Finn Russell shines as Glasgow Warriors blow Racing 92 away
In the aftermath of the routing of Racing on Friday night, Finn Russell stood chatting to his family at the back of the main stand at Scotstoun.
Russell was still in his gear and impossibly chilled. He carried himself with the modest air of a guy who'd had a good night out instead of a great one.
There was no debate. In his controlling of a tumultuous Champions Cup tie and his hands-down victory over Dan Carter, one of the greatest 10s who ever walked the earth, Russell put in one of his finest ever performances for his club.
Creatively, defensively, psychologically, he bossed it.
If Racing's owner, the fabulously wealthy Jacky Lorenzetti, was watching - and he would have been - Russell's performance would not have been lost on him. This is a man who spent one fortune to bring Johnny Sexton to Paris for two seasons and then doubled up - paying a reputed £1.4m a year - to bring in Carter.
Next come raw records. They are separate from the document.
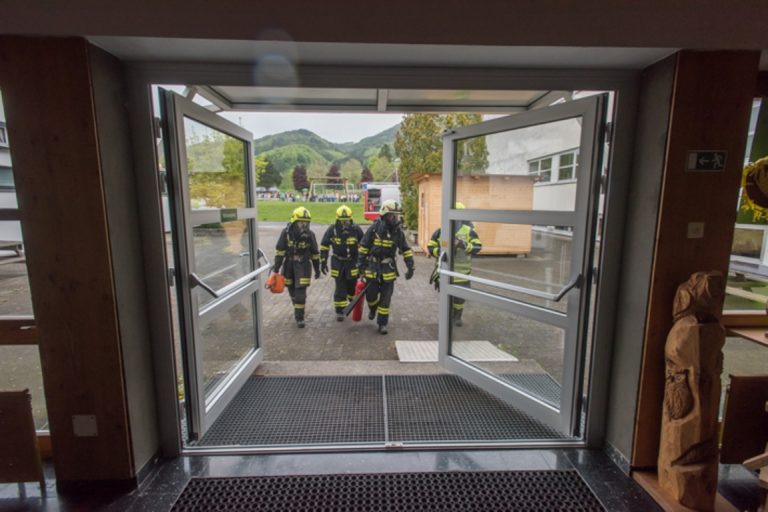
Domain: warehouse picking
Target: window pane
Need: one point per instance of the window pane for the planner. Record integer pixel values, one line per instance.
(504, 170)
(524, 353)
(216, 165)
(536, 258)
(20, 369)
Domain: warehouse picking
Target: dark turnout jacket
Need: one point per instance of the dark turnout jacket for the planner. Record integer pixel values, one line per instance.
(297, 254)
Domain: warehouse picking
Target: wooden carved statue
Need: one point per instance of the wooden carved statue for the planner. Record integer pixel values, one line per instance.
(688, 453)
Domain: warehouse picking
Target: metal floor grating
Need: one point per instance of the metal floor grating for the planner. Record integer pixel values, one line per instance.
(547, 490)
(301, 410)
(540, 385)
(448, 408)
(351, 409)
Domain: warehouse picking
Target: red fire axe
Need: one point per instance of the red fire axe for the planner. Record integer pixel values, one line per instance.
(356, 304)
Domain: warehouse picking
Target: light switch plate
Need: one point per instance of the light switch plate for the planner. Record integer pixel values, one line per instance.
(84, 425)
(695, 230)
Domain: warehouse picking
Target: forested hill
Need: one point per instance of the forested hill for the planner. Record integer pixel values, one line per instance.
(287, 149)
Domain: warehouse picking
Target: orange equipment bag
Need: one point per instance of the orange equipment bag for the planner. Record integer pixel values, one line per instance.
(275, 282)
(357, 311)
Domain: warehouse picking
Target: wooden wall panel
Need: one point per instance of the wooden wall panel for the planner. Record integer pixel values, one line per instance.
(46, 86)
(711, 105)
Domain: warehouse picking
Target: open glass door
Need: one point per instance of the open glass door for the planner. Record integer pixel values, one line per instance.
(520, 201)
(219, 263)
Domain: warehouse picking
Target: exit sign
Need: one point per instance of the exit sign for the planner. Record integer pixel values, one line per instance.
(706, 160)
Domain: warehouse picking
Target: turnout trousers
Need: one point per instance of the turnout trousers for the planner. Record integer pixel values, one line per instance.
(379, 296)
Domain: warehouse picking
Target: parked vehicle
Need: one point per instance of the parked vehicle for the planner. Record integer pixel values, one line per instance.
(376, 193)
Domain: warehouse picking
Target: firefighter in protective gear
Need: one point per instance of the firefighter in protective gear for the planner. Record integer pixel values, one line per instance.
(466, 244)
(377, 260)
(297, 253)
(344, 237)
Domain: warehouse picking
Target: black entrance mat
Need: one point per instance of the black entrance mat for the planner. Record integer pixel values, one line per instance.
(301, 410)
(448, 408)
(551, 490)
(348, 410)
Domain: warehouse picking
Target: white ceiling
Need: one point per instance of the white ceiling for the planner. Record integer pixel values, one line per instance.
(360, 54)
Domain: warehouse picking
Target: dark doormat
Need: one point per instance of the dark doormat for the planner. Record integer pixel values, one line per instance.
(552, 490)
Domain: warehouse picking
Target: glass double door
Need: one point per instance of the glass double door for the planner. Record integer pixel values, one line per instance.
(219, 263)
(520, 200)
Watching Russell make the great All Black look ordinary, Lorenzetti might have had notions. All the elan on the night came from the Scots not the French - and Russell led it.
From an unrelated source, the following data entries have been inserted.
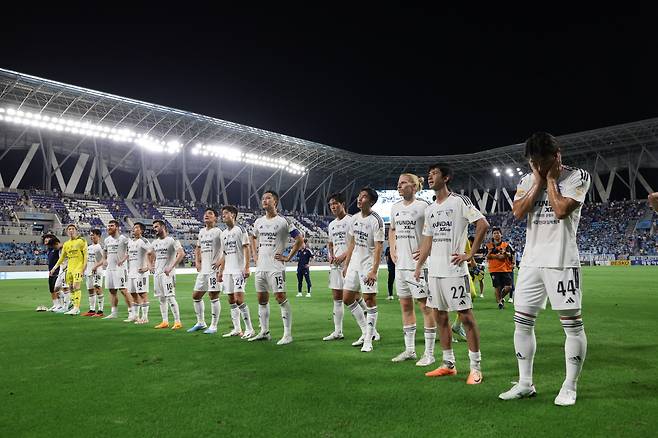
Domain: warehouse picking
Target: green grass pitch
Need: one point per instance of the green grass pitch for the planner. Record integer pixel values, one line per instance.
(76, 376)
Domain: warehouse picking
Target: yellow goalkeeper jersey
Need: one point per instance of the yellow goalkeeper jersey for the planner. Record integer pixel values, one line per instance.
(75, 251)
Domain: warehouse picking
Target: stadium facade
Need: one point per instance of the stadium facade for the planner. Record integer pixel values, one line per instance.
(76, 140)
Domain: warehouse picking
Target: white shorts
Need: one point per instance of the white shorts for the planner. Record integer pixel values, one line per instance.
(273, 282)
(407, 286)
(115, 279)
(355, 281)
(164, 285)
(60, 283)
(233, 283)
(138, 285)
(94, 280)
(560, 285)
(336, 278)
(207, 283)
(450, 294)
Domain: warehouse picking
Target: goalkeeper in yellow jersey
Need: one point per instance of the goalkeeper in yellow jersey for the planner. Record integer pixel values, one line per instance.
(75, 251)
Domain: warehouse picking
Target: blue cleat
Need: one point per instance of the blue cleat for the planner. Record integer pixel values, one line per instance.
(196, 327)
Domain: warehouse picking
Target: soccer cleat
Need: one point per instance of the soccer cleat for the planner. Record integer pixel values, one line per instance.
(474, 377)
(425, 360)
(358, 342)
(566, 397)
(518, 391)
(405, 355)
(459, 330)
(261, 337)
(233, 332)
(334, 337)
(443, 370)
(196, 327)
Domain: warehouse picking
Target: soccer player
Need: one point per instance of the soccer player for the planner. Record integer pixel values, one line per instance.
(364, 252)
(337, 247)
(207, 257)
(94, 275)
(75, 251)
(114, 258)
(500, 255)
(404, 237)
(304, 256)
(270, 237)
(138, 274)
(551, 198)
(445, 237)
(235, 271)
(166, 253)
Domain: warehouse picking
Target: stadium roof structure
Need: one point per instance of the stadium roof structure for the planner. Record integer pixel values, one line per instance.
(151, 141)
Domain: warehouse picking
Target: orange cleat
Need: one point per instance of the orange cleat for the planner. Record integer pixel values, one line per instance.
(474, 378)
(442, 371)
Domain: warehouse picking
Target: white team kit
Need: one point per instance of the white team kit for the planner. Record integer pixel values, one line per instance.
(272, 235)
(138, 282)
(408, 221)
(234, 240)
(338, 229)
(550, 266)
(447, 224)
(365, 231)
(94, 255)
(210, 244)
(116, 248)
(165, 254)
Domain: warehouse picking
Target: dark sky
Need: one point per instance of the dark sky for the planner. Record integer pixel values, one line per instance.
(386, 81)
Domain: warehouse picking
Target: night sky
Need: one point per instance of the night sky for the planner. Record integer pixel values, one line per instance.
(386, 81)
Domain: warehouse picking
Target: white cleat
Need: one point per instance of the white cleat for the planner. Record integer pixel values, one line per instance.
(233, 332)
(566, 397)
(358, 342)
(518, 391)
(261, 337)
(334, 337)
(285, 340)
(405, 355)
(425, 360)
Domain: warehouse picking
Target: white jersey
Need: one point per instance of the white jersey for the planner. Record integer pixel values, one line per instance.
(408, 221)
(366, 231)
(116, 250)
(138, 250)
(165, 253)
(272, 236)
(447, 224)
(210, 243)
(234, 241)
(337, 231)
(551, 242)
(94, 255)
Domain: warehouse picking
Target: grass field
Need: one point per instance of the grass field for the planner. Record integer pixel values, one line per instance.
(75, 376)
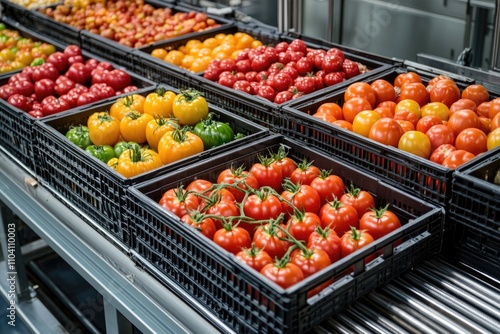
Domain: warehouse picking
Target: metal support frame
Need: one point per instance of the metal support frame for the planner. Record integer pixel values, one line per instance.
(496, 39)
(131, 295)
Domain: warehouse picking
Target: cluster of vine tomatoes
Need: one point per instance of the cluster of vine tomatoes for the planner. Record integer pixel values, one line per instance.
(435, 121)
(285, 219)
(283, 72)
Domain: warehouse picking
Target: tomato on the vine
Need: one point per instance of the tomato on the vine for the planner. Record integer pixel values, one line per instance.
(338, 216)
(179, 201)
(441, 152)
(472, 140)
(200, 222)
(232, 238)
(262, 204)
(299, 196)
(354, 240)
(360, 199)
(267, 172)
(302, 223)
(311, 261)
(415, 142)
(238, 180)
(255, 257)
(379, 222)
(457, 158)
(305, 173)
(283, 272)
(329, 186)
(386, 131)
(272, 238)
(326, 239)
(283, 162)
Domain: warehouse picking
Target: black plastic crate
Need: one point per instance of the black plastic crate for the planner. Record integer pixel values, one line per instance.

This wasn't just another big result for Glasgow, it was a big result for the Champions Cup. There were times, over the past few seasons, when it was easy to feel concern about the changing nature of the tournament and how it might start to become the personal fiefdom of the monied clubs of England and France.
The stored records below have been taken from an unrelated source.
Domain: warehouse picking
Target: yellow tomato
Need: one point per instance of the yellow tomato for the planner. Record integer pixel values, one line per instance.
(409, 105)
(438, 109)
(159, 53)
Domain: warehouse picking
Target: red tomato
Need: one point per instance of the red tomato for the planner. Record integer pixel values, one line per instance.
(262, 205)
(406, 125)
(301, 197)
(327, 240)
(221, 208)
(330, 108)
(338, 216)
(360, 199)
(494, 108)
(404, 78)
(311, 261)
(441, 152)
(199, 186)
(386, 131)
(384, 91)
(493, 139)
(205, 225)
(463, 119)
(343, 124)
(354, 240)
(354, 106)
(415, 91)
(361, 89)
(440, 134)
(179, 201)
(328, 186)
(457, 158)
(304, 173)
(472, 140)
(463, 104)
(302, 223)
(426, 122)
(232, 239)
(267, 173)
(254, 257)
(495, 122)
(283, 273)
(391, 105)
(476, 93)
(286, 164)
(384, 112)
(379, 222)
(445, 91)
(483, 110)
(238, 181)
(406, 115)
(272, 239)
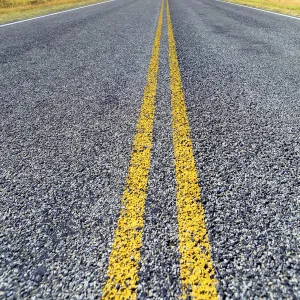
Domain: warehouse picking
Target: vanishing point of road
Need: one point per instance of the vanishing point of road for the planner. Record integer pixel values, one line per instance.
(150, 149)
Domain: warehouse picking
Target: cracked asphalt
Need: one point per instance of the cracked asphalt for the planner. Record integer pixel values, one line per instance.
(71, 89)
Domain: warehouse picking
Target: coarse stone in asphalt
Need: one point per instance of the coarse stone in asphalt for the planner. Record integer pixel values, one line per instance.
(159, 275)
(71, 91)
(242, 91)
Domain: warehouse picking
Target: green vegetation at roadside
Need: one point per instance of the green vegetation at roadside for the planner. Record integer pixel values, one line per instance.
(13, 10)
(288, 7)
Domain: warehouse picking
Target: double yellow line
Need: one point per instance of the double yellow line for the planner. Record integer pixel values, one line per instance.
(196, 269)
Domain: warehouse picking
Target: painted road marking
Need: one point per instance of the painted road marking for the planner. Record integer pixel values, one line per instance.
(53, 14)
(125, 254)
(196, 268)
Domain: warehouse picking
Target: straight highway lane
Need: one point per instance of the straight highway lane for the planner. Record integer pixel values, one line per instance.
(241, 75)
(71, 90)
(72, 86)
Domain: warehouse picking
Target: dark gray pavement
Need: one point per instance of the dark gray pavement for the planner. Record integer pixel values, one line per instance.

Compared to the Pro12, cash washes through their leagues like water from a tap. In 2014-15 only one club from the Pro12 - Leinster - made it to the last eight in the Champions Cup. Last season, no Pro12 team made it.
This season, the picture looks different. Glasgow are in the hunt, so are the four Irish provinces. The Champions Cup is looking truly European again.
Racing had the turbulence of the Johan Goosen affair to deal with in the preamble on Friday. It can't have helped them. Their player of the year - and indeed the entire Top 14's player of the year last season - dropped a bombshell by announcing his retirement at the age of 24. Nobody at the club knew it was coming.
Ronan O'Gara, the former Ireland fly-half and now a member of Racing's management team, said the first he heard about it was when he read it on Twitter.
Lorenzetti then sent out his own statement, criticising Goosen while suggesting there could be a legal action taken against him for breach of contract.
All the money in the world can't buy togetherness. As a team, it can't always give you a soul. It can pay for glamour, of course. It can get you some of the world's great players, but there's more to building a spirit than shelling out on superstars.
A bottomless bucket of cash can do a lot of good, but it isn't everything in rugby. It did nothing for Racing's karma in Glasgow.
Carter's annual salary is a little under a quarter of Glasgow's entire playing budget. Throw in Joe Rokocoko's wages and you're getting closer to Glasgow's spend. Lob in Leone Nakarawa and four or five more on top of that and you're nearly at the limit of what Glasgow are able to pay.
Six, maybe seven, Racing players equate to a full squad at Scotstoun. And yet Friday night happened, just as last Saturday happened in Paris.
Carter - frustrated and outplayed by Russell. Nakarawa - hard-working but rendered ineffective by a brilliant Glasgow pack. Brice Dulin, Maxime Machenaud and Camille Chat, the France international trio, not in the same league as their opposite numbers, Stuart Hogg, Ali Price and Fraser Brown.
This Racing team are champions of France and were runners-up in the Champions Cup, but some of them seemed to grow old in front of our eyes. They had six men of 30-something in their starting line-up - that great old stager Chris Masoe in the back row is 37 - and four more came off the bench.
They couldn't ask a question of Glasgow until it was miles too late. Glasgow were a blur of movement; pace and power and invention. Racing had to scrap hard to keep it to 23-0 after 47 minutes. It was a demolition job.
The only let-down for Gregor Townsend's team was their inability to take a bonus point. In such a tight group, that's sure to go the distance, a fourth try could have done them a power of good.
There is still much work to done in a brutally tough Pool 1 before Glasgow can allow themselves to think about making the knockouts of the Champions Cup - and making history into the bargain.
We don't know which of Munster, Glasgow or Leicester are going to make it, but what we know for sure is that Racing's hopes of making the knockouts are now over. They were done in by a team playing the kind of rugby that made you fall in love with the game in the past, not the type of brutality that dominates it too often in the present.
In January, Glasgow have Munster at Scotstoun and Leicester at Welford Road. Between them, their next two opponents have appeared in nine European Cup finals, winning four of them, two apiece. Glasgow might not have the same kind of back story, but theirs is a compelling journey all the same.